In our International Energy Outlook 2023 (IEO2023), we project natural gas consumption to more than triple in India by 2050. We project annual growth of 4.4% over that period, more than twice the 2.0% annual growth rate of natural gas consumption in China, the next-fastest-growing country.

We project that India’s industrial sector—in particular, ammonia production intended to decrease fertilizer imports—as well as a growing oil refining sector will drive most of the growth in natural gas consumption over the projection period. This growth in demand will require more significant increases in India's domestic natural gas supply and imports than in recent years. According to the International Energy Agency, India’s domestic natural gas production increased 2.4% annually on average between 2019 and 2022 as imports declined 1.5% annually.

In 2022, 7.0 billion cubic feet per day (Bcf/d) of natural gas was consumed across the residential, commercial, industrial, transportation, and electric power sectors. In 2022, the industrial sector accounted for more than 70% of total consumption, followed by the electric power sector at 17%. By 2050, we project natural gas consumption to rise in India to 23.2 Bcf/d. Among India’s five consuming sectors, we project the industrial sector’s share of natural gas consumption will grow the most, rising to 80% of total consumption, followed by the transportation sector rising to 10%.

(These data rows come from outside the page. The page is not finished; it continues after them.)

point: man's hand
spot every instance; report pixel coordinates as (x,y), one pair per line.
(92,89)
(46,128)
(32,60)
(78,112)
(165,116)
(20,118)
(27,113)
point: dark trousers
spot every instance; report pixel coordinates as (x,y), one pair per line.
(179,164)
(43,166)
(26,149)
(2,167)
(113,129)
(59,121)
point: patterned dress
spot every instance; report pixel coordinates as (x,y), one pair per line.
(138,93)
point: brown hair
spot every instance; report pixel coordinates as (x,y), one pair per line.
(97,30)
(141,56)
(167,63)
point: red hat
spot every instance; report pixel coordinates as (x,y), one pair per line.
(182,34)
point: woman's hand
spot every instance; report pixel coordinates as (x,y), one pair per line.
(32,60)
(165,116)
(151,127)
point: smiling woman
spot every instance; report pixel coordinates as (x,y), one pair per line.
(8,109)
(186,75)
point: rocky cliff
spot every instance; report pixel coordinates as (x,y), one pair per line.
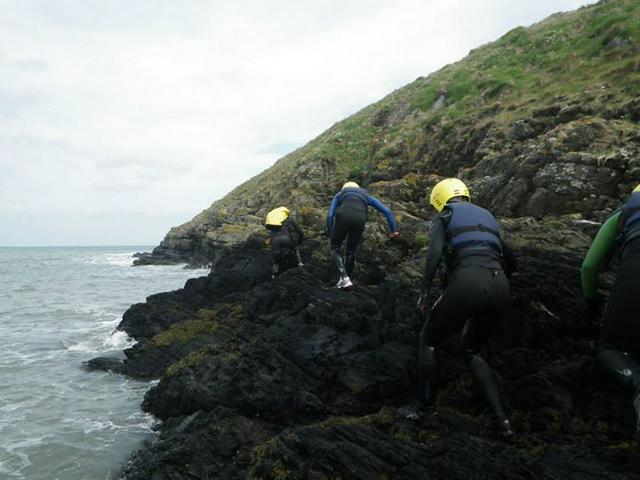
(292,379)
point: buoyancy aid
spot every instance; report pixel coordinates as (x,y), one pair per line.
(472,226)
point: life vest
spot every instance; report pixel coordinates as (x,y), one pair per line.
(630,220)
(277,216)
(354,196)
(472,226)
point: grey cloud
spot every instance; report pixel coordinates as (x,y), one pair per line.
(122,163)
(31,65)
(279,148)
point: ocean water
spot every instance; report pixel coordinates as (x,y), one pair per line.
(58,308)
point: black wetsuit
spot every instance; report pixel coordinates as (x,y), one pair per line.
(476,295)
(619,346)
(285,239)
(349,224)
(346,219)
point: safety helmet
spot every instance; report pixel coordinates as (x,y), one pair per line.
(445,190)
(277,216)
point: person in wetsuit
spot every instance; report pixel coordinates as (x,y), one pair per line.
(467,237)
(618,347)
(285,237)
(346,219)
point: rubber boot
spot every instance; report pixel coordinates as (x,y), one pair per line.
(428,369)
(486,380)
(337,259)
(350,263)
(428,377)
(626,371)
(344,282)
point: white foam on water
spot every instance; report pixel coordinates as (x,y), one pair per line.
(105,340)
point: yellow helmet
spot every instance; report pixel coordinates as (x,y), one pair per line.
(277,216)
(445,190)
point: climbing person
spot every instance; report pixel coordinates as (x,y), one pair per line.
(618,347)
(346,219)
(467,238)
(285,238)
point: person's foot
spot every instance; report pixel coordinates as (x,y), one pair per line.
(344,282)
(503,428)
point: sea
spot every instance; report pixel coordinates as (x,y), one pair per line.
(59,307)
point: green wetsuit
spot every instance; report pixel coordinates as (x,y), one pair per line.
(599,254)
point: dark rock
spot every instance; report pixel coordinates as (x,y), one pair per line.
(109,364)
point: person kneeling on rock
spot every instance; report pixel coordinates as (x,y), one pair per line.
(619,339)
(346,219)
(467,237)
(285,237)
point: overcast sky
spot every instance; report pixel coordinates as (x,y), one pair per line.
(121,118)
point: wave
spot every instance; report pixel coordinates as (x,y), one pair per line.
(109,339)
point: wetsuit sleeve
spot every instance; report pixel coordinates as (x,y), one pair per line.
(598,255)
(381,207)
(298,231)
(437,244)
(510,261)
(332,212)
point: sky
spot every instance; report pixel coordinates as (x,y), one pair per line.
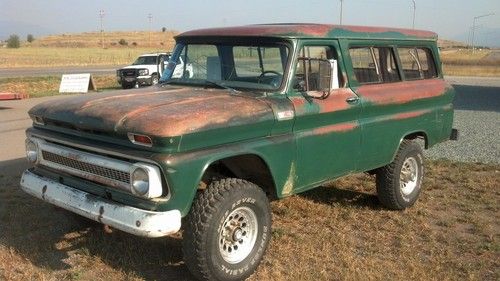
(451,19)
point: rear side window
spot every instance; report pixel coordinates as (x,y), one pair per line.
(363,63)
(374,65)
(417,63)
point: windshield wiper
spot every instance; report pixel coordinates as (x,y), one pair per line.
(222,86)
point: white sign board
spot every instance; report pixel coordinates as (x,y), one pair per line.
(76,83)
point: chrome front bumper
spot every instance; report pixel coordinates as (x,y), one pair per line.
(126,218)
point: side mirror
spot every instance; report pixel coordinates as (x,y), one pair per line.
(319,77)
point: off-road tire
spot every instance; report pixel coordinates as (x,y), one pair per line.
(205,222)
(154,79)
(392,193)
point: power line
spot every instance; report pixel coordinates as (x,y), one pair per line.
(101,18)
(150,18)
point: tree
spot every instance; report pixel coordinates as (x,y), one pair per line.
(13,41)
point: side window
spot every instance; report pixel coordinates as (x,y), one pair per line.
(311,71)
(374,65)
(363,63)
(417,63)
(427,62)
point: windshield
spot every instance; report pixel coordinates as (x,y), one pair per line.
(145,60)
(239,66)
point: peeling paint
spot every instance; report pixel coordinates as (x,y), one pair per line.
(402,92)
(309,30)
(290,182)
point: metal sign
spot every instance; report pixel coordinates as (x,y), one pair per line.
(77,83)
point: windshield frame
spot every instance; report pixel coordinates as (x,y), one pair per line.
(230,41)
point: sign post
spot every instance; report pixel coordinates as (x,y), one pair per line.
(77,83)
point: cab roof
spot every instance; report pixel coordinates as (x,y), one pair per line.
(310,30)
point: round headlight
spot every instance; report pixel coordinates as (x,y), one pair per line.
(140,181)
(31,151)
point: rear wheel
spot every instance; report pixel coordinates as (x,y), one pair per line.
(154,79)
(227,230)
(399,183)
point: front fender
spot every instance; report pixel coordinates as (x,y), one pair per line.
(184,171)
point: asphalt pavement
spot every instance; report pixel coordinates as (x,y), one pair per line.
(56,71)
(477,117)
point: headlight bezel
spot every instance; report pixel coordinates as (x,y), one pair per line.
(32,154)
(154,184)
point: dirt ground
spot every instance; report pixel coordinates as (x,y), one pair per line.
(335,232)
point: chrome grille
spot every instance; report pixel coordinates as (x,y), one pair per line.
(87,168)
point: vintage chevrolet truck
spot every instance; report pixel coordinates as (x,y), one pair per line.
(268,111)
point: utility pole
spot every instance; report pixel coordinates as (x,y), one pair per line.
(150,18)
(341,10)
(101,17)
(414,12)
(474,29)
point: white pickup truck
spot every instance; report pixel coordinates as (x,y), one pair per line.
(147,70)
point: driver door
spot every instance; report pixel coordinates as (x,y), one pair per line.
(326,127)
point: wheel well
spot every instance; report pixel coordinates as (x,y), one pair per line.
(418,135)
(248,167)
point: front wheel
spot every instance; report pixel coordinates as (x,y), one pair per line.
(227,230)
(154,79)
(399,183)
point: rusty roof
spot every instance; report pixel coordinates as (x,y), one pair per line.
(309,30)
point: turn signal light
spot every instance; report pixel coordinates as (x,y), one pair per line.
(140,139)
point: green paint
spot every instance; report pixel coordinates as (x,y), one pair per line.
(314,145)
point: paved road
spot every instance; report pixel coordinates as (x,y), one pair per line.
(56,71)
(477,116)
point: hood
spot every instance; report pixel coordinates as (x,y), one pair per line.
(158,111)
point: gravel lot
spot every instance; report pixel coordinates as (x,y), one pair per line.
(477,117)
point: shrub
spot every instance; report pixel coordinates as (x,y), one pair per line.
(30,38)
(123,42)
(13,41)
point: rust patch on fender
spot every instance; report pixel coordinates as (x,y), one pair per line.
(410,114)
(402,92)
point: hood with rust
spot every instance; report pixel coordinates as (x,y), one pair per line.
(158,111)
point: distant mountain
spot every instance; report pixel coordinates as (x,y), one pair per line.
(22,29)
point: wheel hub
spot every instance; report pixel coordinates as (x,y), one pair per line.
(238,235)
(409,176)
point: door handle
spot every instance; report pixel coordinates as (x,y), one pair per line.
(352,100)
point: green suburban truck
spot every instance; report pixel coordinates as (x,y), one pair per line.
(268,111)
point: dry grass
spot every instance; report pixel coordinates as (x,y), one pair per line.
(84,49)
(335,232)
(111,39)
(49,85)
(465,63)
(53,57)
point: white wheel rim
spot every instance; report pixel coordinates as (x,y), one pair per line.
(238,235)
(408,179)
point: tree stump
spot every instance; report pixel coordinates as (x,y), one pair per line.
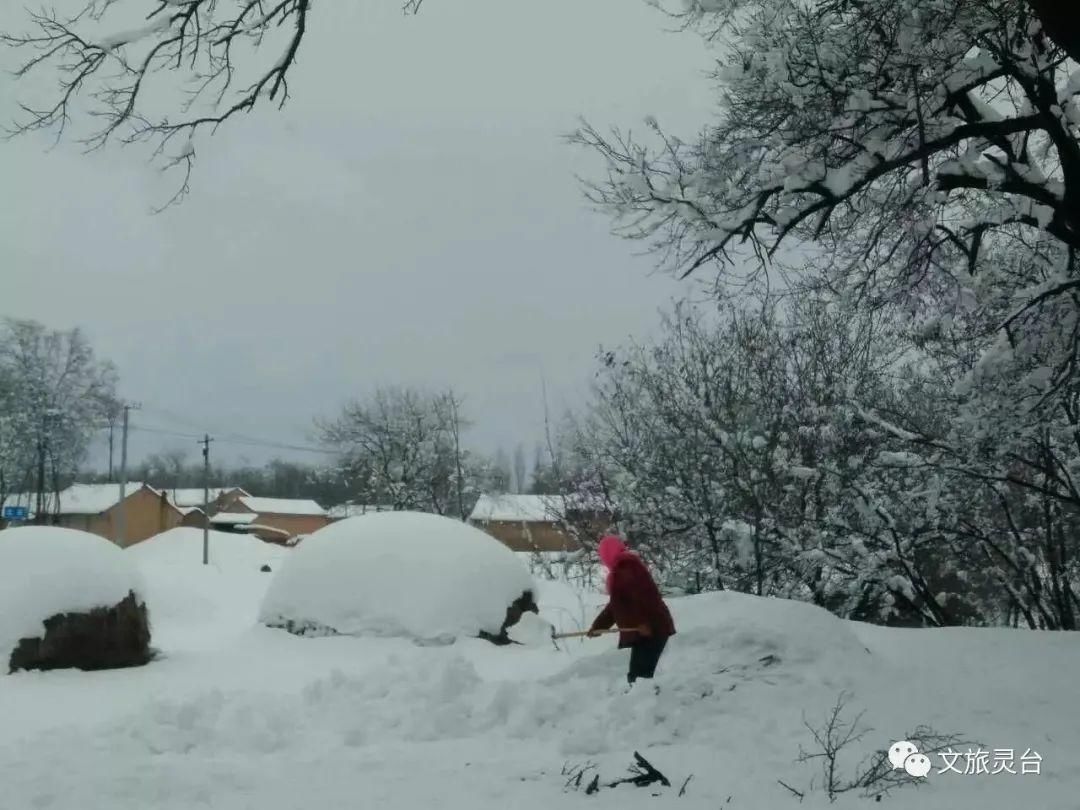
(104,638)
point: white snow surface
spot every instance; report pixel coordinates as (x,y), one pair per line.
(282,507)
(516,508)
(193,497)
(238,716)
(45,570)
(399,574)
(235,517)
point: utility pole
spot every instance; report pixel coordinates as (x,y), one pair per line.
(121,538)
(112,424)
(205,443)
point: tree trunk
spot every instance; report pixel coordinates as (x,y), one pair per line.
(1061,23)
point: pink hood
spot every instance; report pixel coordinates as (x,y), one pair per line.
(609,551)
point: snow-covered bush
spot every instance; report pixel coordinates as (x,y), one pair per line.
(69,599)
(397,574)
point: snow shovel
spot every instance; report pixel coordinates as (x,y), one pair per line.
(532,631)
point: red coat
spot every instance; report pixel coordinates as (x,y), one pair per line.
(634,599)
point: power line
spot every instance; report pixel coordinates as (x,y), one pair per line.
(233,439)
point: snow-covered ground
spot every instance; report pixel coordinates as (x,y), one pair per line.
(241,717)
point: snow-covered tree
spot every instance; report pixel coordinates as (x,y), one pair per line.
(402,447)
(917,144)
(160,72)
(54,395)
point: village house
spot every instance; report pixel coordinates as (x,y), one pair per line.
(273,520)
(354,510)
(526,523)
(95,508)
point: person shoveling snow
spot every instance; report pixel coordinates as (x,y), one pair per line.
(635,606)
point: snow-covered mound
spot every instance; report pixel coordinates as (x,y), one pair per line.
(45,570)
(396,574)
(192,604)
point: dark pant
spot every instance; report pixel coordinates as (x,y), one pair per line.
(644,657)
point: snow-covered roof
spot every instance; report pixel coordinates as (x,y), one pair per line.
(517,508)
(78,499)
(49,570)
(282,507)
(193,496)
(348,577)
(233,517)
(352,510)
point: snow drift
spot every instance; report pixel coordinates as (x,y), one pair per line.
(46,570)
(194,605)
(396,574)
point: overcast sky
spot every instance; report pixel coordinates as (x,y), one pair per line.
(410,217)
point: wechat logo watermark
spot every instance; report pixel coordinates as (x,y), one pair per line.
(905,756)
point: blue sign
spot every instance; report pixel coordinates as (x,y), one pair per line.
(15,513)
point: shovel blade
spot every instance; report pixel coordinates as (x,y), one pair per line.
(531,631)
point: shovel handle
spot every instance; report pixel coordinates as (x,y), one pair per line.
(580,633)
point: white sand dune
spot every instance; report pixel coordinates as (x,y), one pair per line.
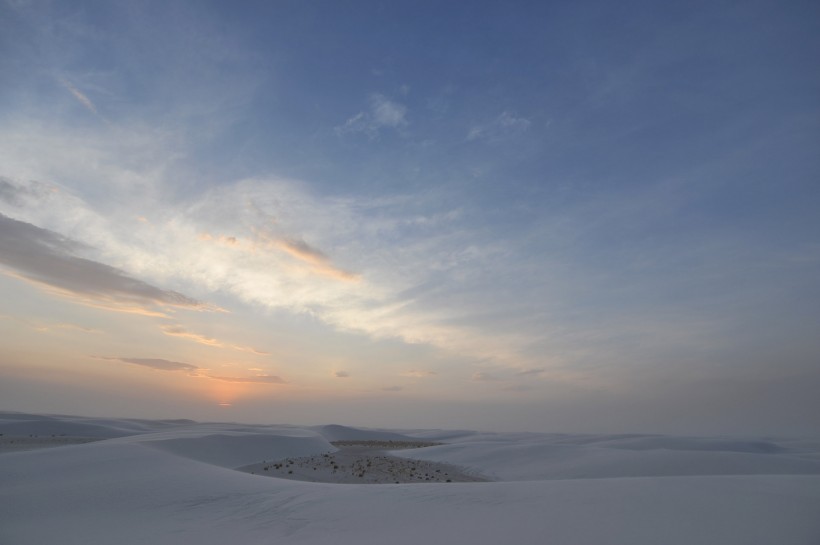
(174,484)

In 2022, about half of the natural gas consumption in India’s industrial sector was used to produce basic chemicals, mostly ammonia for fertilizer. The Indian government’s stated policy to develop self-sufficiency in the production of urea, a nitrogenous fertilizer produced from ammonia, drives much of our projected increase in natural gas demand. Natural gas is a key input for urea production.

We also expect natural gas consumption in oil refining to grow significantly to keep up with India’s domestic demand for refined oil products. Between 2022 and 2050, we project that natural gas consumption will grow by more than 250% for the production of basic chemicals and by more than 400% for refining. We expect the two industries together to account for approximately 79% of India’s industrial natural gas demand in 2050.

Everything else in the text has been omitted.